As responsible and on top of things as I like to believe I am, its starting to become clear that a bit of a pattern is emerging. I do great work for an organization for years, develop a great reputation, and then, right before I am about to leave, something happens to tarnish or destroy that reputation. Its happened in work related situations twice, and twice, I believe, in spiritual community situations. The spiritual community ones were probably not that serious (in both cases I decided to leave and folks took issue with it) but the job related ones are giving me grief.
I think that one of the main reasons that I am so upset is because I don't want this to be the story of my life. I want to be professional when leaving for greener pastures, but sometimes life throws you curve balls. One of my issues is that I tend to pile a lot of stuff on my plate, become overwhelmed, and then am unable to complete it all. I really have to consider what needs to change in my life, especially as I embark on this new career.
In the wider scheme of things, I hit most of my targets, but I failed in one.

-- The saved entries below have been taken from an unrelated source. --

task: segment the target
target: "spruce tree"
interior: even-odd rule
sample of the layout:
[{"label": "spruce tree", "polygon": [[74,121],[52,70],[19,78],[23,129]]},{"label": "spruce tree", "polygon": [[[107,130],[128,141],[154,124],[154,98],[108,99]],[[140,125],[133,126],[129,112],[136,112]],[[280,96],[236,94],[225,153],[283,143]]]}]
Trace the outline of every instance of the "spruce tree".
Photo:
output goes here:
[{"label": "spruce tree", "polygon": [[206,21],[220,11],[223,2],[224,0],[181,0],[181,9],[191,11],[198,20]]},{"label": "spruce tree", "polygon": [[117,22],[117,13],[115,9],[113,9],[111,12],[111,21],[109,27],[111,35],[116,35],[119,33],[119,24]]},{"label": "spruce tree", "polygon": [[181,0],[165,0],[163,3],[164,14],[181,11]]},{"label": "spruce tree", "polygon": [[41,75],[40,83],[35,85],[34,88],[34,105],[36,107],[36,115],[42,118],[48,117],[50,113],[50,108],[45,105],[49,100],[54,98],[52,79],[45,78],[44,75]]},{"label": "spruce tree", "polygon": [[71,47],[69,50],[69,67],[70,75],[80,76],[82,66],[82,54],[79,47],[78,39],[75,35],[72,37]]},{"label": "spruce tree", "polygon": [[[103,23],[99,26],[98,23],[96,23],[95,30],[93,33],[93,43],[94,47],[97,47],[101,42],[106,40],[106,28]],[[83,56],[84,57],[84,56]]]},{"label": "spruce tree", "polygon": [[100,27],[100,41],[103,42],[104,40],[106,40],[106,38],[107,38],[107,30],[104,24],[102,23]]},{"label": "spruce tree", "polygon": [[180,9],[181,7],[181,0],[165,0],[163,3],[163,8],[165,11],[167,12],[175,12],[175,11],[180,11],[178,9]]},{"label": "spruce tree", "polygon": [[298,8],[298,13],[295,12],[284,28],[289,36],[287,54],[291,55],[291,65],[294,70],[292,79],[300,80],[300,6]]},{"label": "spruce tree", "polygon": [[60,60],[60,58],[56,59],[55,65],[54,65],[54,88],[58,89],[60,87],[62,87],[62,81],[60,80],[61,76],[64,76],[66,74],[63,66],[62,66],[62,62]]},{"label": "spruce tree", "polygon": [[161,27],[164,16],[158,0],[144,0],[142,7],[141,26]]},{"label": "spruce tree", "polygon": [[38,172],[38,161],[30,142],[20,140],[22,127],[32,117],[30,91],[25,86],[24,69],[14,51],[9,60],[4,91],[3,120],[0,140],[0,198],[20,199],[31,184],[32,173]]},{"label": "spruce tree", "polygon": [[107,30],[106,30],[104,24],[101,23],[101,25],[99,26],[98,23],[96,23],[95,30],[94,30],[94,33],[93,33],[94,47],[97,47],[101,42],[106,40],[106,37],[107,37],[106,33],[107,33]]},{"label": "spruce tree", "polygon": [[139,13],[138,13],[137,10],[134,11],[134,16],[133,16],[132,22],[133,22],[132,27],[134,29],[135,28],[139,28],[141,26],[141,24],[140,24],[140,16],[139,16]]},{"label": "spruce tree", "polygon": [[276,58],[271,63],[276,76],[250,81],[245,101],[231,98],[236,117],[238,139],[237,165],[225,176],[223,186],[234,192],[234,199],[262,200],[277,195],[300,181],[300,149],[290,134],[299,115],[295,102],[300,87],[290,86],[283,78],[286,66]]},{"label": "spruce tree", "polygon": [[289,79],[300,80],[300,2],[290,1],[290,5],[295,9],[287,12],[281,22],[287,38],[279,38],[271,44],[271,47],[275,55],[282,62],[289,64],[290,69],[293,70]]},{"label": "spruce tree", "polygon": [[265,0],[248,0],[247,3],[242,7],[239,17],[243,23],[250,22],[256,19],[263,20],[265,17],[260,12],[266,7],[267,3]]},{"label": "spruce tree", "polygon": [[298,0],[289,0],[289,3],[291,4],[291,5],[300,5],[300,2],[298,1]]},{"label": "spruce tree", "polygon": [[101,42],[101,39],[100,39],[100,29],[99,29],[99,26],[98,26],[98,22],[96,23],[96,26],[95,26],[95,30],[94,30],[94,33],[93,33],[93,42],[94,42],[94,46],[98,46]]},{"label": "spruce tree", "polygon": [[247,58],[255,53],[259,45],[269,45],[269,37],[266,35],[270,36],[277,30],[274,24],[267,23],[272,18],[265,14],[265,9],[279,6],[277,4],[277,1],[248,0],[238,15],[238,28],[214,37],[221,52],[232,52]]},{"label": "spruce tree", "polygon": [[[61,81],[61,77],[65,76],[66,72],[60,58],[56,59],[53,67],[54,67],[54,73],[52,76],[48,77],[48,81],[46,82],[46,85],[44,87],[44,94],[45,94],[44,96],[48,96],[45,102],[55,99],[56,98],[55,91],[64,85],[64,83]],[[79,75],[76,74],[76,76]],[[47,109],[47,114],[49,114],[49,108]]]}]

So I don't feel unsuccessful or really bad about the situation in that sense. I suppose I should feel a little upset because the work I was doing was really important and contributed to a very important project. But I am trying to provide the organization with as much as possible, while realizing and admitting that I missed the mark. I am trying to be honest with people and apologetic, but again, sometimes things don't turn out perfectly, and people get disappointed.
As I move on to my new career, I want to be mindful of my weaknesses and to really think about how I can overcome this shortcoming of mine. I also want to consider this when interacting with others; perhaps I will be the one disappointed by someone's shortcomings; this experience can help me to be more empathetic to their situation.
In the end, this does not make me a bad person. I just was unable to complete a project and ended up disappointing and embarrassing people who had faith in me. Lesson learned.